Nuum

Every AI chat forgets you. Nuum doesn't.

You've done this before. Explaining the same context to a fresh AI chat. Again. Pasting the same code. Again. Describing decisions you already made. Again.

That's why Miriad agents use Nuum.

What Actually Happens

When you work with a Nuum-powered agent, it remembers. Not just the current conversation. Everything. Code it wrote last month. Decisions you made together. How you like things done.

Come back after a week. Pick up where you left off. No re-explaining.

Under the Hood

Memory compression runs at a 55x ratio across three tiers:

Working memory — The current conversation. What you're doing right now.

Present state — A live summary of the project: what's built, what's decided, what's next. Updates automatically as you work.

Long-term memory — Compressed knowledge from past conversations. Searchable, structured, persistent. Not just a transcript. Knowledge the agent can reason about.

Distillation, Not Summarization

Nuum doesn't summarize conversations. It distills them.

The difference matters. Summarization throws away detail to save space. Distillation extracts what's important and repackages it in a form the agent can reason about later. A summary of a three-hour coding session might say "worked on authentication." A distillation preserves the specific file names, the PR number, the method signatures, the sandbox IDs, and the decisions made along the way.

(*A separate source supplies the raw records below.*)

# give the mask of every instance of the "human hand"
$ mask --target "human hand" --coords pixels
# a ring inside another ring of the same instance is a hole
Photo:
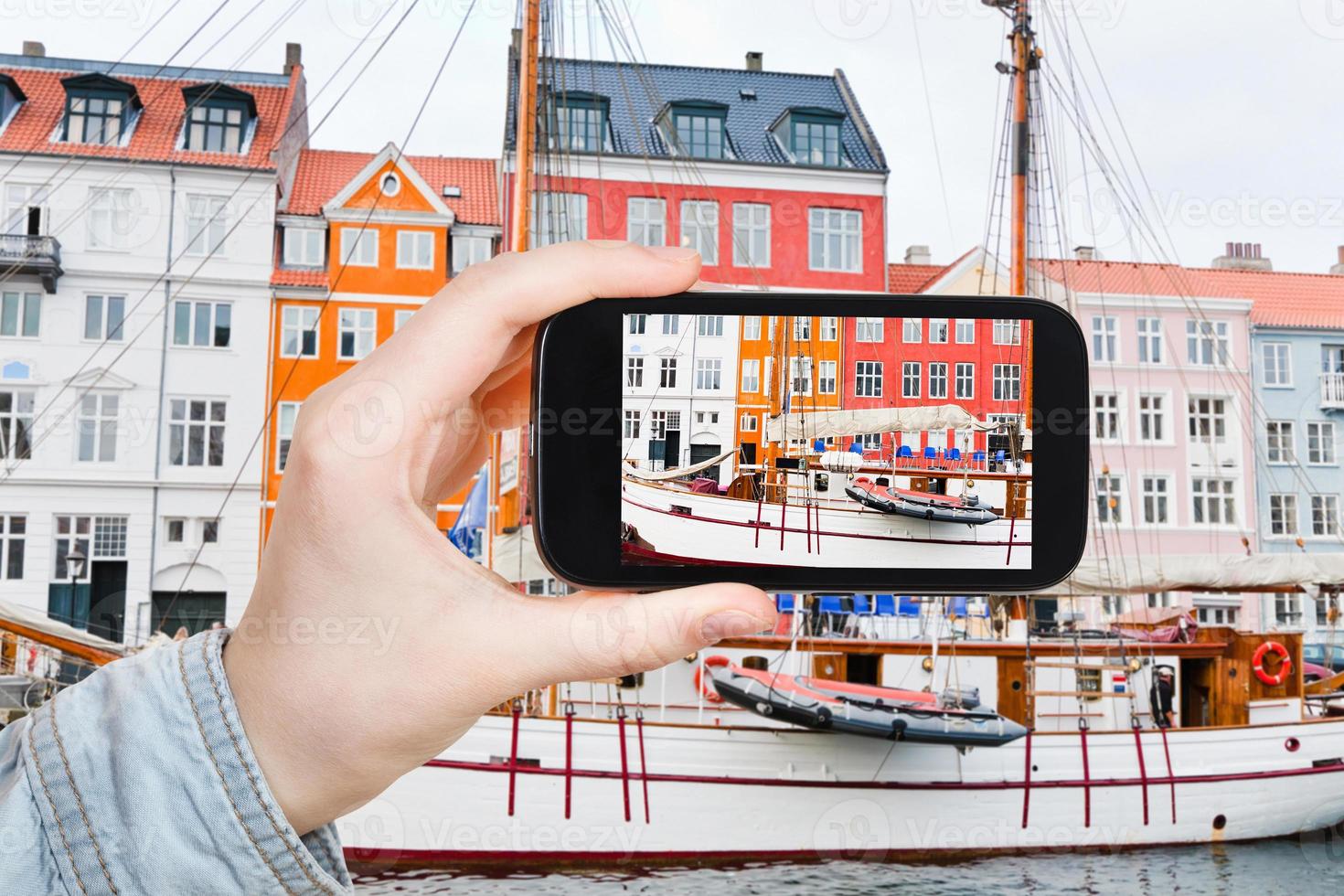
[[[257,587],[224,649],[247,737],[300,833],[527,689],[653,669],[773,626],[769,598],[742,584],[526,596],[434,525],[491,433],[527,422],[538,321],[590,298],[676,293],[699,269],[689,250],[616,242],[473,265],[304,402]]]

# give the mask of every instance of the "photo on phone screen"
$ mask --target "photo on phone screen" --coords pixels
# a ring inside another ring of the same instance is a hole
[[[621,329],[622,564],[1032,568],[1031,321]]]

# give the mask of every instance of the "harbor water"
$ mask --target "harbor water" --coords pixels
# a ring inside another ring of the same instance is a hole
[[[642,872],[507,873],[396,870],[356,879],[360,893],[454,896],[859,896],[863,893],[1340,893],[1344,829],[1301,837],[1175,849],[1036,853],[977,861],[770,864]]]

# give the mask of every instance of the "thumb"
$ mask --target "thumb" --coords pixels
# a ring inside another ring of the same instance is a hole
[[[657,669],[720,638],[770,630],[775,618],[774,602],[747,584],[535,600],[540,613],[515,629],[517,656],[534,660],[530,686]]]

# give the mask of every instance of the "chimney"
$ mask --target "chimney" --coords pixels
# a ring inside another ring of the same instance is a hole
[[[288,75],[296,67],[304,64],[304,44],[301,43],[286,43],[285,44],[285,74]]]
[[[1265,258],[1259,243],[1227,243],[1222,255],[1214,259],[1214,267],[1224,270],[1274,270]]]

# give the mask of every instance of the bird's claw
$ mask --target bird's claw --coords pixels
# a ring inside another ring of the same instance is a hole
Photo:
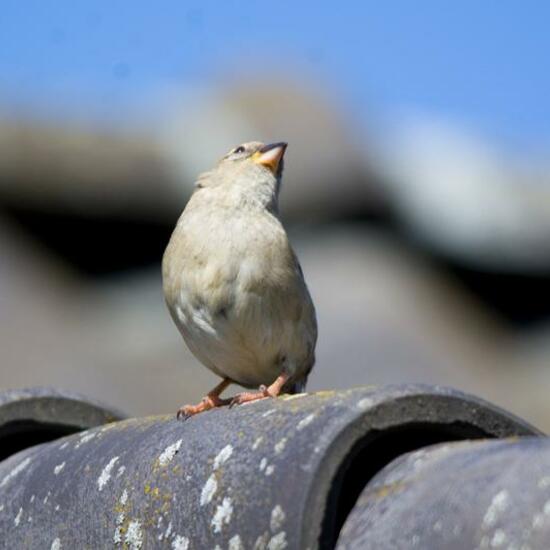
[[[243,405],[244,403],[250,403],[251,401],[258,401],[265,399],[266,397],[272,397],[269,393],[267,386],[263,384],[258,388],[257,392],[243,392],[238,393],[229,403],[229,408],[232,409],[235,405]]]

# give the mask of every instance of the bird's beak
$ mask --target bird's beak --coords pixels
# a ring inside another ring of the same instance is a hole
[[[274,174],[276,174],[279,163],[285,154],[286,146],[287,144],[284,141],[264,145],[259,151],[256,151],[252,155],[252,160],[256,164],[261,164],[262,166],[269,168]]]

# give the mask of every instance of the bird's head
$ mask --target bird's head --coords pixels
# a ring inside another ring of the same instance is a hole
[[[268,170],[277,179],[283,173],[283,156],[287,144],[284,142],[264,145],[259,141],[250,141],[234,147],[222,159],[220,164],[228,166],[233,164],[241,169],[260,171]],[[261,173],[261,172],[260,172]]]
[[[276,209],[286,146],[284,142],[265,145],[259,141],[238,145],[214,170],[199,177],[197,187],[215,187],[219,192],[229,192],[229,196]]]

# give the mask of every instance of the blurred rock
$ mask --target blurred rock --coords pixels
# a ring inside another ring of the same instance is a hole
[[[492,271],[550,273],[550,164],[498,152],[456,126],[401,120],[375,159],[416,238]]]

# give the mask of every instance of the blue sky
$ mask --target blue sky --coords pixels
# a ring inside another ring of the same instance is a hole
[[[166,86],[286,67],[362,116],[550,142],[550,2],[3,0],[0,110],[124,116]]]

Each distillation produces two outputs:

OutputWhat it contains
NarrativeThe story of what happened. Who did what, why, what changed. Readable context that helps the agent understand the arc of the project.
Retained factsConcrete details that would be lost in a summary. File paths, PR numbers, method names, API endpoints, sandbox identifiers, version numbers.

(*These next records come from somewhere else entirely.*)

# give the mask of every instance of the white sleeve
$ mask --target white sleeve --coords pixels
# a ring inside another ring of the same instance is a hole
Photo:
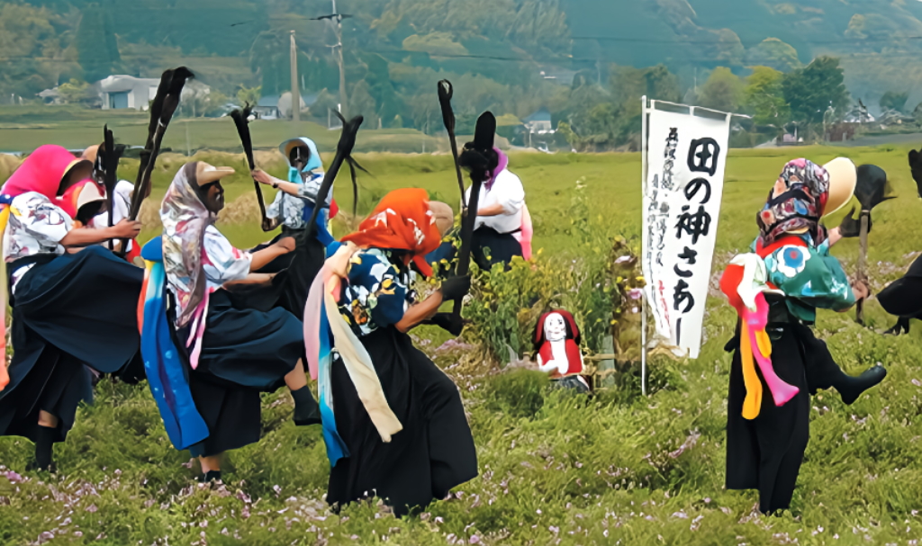
[[[26,233],[44,246],[57,246],[70,231],[66,214],[35,192],[14,198],[10,214]]]
[[[242,281],[250,274],[253,257],[249,252],[235,249],[214,226],[208,226],[205,230],[203,245],[206,259],[202,269],[209,282],[223,285]]]
[[[282,192],[279,190],[276,192],[276,200],[272,202],[272,204],[266,207],[266,217],[270,220],[282,220]]]
[[[496,180],[491,190],[495,193],[497,204],[502,205],[502,214],[512,215],[522,210],[525,204],[525,188],[522,180],[514,174],[506,171],[506,176]]]
[[[128,218],[131,213],[131,198],[134,192],[135,184],[132,184],[128,180],[119,180],[118,184],[115,185],[115,194],[112,195],[113,225]]]

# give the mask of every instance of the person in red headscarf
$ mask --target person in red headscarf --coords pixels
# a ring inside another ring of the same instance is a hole
[[[91,168],[60,146],[42,146],[0,190],[15,349],[9,383],[0,385],[0,436],[34,441],[40,470],[51,468],[53,443],[73,426],[77,404],[92,399],[86,366],[116,372],[139,348],[143,272],[97,243],[133,238],[140,224],[79,228],[104,195],[87,180]]]
[[[408,333],[424,321],[456,331],[460,319],[438,309],[470,289],[469,277],[453,277],[416,302],[411,273],[431,274],[425,256],[451,227],[445,207],[431,203],[424,190],[388,193],[357,232],[342,238],[312,287],[305,316],[312,374],[317,340],[309,332],[319,331],[320,343],[331,340],[336,349],[318,383],[333,466],[326,496],[331,505],[377,495],[400,516],[477,476],[477,452],[457,387]],[[310,311],[325,286],[334,289],[325,296],[333,307],[323,316],[328,330],[316,328]]]

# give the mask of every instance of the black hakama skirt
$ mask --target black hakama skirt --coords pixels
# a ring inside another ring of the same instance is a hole
[[[522,243],[512,233],[500,233],[486,226],[474,230],[471,257],[480,269],[490,271],[495,263],[508,268],[515,256],[522,256]]]
[[[177,338],[187,339],[185,331]],[[240,308],[226,290],[211,295],[198,366],[189,372],[193,401],[209,432],[190,448],[194,457],[259,441],[260,393],[285,385],[304,351],[303,339],[301,320],[285,309]]]
[[[0,391],[0,436],[36,439],[39,411],[58,418],[58,441],[74,425],[80,401],[92,401],[91,375],[116,373],[140,348],[137,300],[144,271],[100,246],[41,255],[11,297],[13,361]]]
[[[304,315],[304,306],[307,304],[307,295],[311,291],[313,278],[320,273],[326,260],[326,249],[316,237],[301,240],[302,230],[283,228],[271,242],[259,245],[251,251],[261,250],[275,244],[285,237],[293,237],[298,240],[298,248],[293,252],[283,254],[262,269],[254,273],[278,273],[272,281],[271,286],[241,285],[234,287],[231,298],[234,305],[242,308],[267,311],[275,307],[291,313],[295,317]]]
[[[337,429],[350,456],[330,470],[326,500],[377,495],[403,516],[477,476],[477,450],[457,387],[394,327],[361,338],[403,430],[384,443],[342,361],[332,368]]]
[[[799,329],[806,328],[795,323],[770,326],[774,371],[800,392],[785,405],[775,406],[757,366],[763,394],[759,415],[751,421],[742,416],[746,387],[736,341],[727,409],[727,488],[758,489],[759,508],[764,513],[790,505],[810,439],[810,392],[799,339]]]
[[[905,275],[881,290],[877,299],[891,315],[922,319],[922,256],[913,261]]]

The narrative gives the agent judgment. The retained facts give it precision. Both go into long-term memory.

Hierarchical Distillation

Distillation is recursive. As long-term memory grows, older distillations get distilled again into higher-order compressions.

A first-order distillation covers a single conversation. A second-order distillation covers a week's worth of first-order distillations. A third-order distillation covers a month. Each level preserves what matters at that timescale and compresses the rest.

This is how agents maintain coherent project knowledge over weeks without their context windows filling up. The compression ratio compounds at each level.

The Background Agent

Memory management runs as a background process, separate from the named agents you interact with. When a named agent's context window approaches roughly 80,000 tokens, Nuum's background agent triggers a distillation cycle.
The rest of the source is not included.